MaxEmbed is an implementation of the paper "MaxEmbed: Maximizing SSD bandwidth utilization for huge embedding models serving". This documentation explains how to build, configure and use the system.
You can use the run_all.sh
script located in the ae_scripts
folder to execute the evaluation procedure. This script will perform the online procedure of MaxEmbed and generate the figures presented in the paper.
The run_all.sh
script accepts two single parameters, the first one specifying the log folder, which is used to save the log files, and the second one specifying which experiment to run.
For the first parameter:
- If you specify an existing directory, the script will use the log files in that directory to draw figures.
- If you specify a non-existing directory, the script will run the experiments, save the log files in the specified directory, and then use those logs to draw figures.

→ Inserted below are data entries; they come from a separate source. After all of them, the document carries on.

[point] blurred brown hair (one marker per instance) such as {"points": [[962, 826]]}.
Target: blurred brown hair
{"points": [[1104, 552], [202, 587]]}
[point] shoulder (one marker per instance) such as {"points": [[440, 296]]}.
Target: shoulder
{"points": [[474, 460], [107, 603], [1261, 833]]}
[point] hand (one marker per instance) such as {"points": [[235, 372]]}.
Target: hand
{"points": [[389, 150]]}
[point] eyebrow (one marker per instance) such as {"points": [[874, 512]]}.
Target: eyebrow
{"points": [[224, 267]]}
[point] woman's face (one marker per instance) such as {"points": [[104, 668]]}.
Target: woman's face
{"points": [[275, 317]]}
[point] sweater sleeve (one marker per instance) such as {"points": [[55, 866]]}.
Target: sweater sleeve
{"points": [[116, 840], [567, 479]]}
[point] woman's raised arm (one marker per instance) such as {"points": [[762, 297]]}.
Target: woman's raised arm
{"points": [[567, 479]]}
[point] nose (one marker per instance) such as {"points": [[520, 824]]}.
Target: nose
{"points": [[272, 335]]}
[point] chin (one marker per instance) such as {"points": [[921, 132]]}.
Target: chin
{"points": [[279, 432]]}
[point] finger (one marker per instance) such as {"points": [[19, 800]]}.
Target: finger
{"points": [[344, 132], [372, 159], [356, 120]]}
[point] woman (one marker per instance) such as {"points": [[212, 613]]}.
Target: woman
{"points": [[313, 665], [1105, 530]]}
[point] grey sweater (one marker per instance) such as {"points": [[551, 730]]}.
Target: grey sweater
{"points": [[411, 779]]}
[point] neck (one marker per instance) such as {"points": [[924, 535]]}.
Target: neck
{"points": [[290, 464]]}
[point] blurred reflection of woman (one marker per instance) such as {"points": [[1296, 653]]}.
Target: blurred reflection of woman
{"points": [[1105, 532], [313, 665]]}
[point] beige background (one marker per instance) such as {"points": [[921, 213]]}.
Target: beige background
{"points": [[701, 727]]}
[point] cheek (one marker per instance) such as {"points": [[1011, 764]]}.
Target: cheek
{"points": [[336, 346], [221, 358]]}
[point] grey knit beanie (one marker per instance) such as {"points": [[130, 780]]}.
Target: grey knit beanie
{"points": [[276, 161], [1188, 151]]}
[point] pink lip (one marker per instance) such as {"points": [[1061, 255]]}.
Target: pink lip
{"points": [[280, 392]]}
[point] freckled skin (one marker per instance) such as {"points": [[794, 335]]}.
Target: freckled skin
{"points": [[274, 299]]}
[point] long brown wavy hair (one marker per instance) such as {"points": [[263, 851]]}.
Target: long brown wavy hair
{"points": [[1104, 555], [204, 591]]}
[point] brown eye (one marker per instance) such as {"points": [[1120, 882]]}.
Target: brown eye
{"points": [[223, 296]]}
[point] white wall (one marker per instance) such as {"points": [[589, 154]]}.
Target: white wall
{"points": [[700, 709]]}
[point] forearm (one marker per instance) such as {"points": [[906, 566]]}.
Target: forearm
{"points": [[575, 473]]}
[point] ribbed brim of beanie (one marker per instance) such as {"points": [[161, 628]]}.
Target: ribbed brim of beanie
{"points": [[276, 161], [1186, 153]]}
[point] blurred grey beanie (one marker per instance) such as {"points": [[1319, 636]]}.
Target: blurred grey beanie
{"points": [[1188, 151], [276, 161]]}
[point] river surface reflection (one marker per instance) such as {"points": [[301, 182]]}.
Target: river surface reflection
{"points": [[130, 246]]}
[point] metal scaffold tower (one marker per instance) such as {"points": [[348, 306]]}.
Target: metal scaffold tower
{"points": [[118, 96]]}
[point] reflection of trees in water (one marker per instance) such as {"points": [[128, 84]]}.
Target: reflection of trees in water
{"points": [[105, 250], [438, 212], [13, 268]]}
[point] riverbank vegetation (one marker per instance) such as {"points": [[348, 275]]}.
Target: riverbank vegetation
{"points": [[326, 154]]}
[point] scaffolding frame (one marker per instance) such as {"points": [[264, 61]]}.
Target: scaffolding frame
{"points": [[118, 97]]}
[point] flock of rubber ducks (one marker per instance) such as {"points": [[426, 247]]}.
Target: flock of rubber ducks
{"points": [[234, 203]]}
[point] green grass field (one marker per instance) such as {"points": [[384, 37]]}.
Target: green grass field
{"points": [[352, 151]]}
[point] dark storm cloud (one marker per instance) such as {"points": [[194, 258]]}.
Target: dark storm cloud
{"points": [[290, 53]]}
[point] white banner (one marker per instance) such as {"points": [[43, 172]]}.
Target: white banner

Figures will be saved in the <log_dir>/figures
folder.
The second parameter can be one of the following:
- 1 - Run exp1.sh and draw figure 8, 10, 11, 12
- 2 - Run exp2.sh and draw figure 13
- 3 - Run exp3.sh and draw figure 14
- 4 - Run exp4.sh and draw figure 9 If you do not specify the second parameter, the script will run all the experiments.
for example:
bash
cd ae_scripts
bash ./run_all.sh log 1
# This will run exp 1 and draw figure 8, 10, 11, 12.
# figures will be saved in the log/figures folder.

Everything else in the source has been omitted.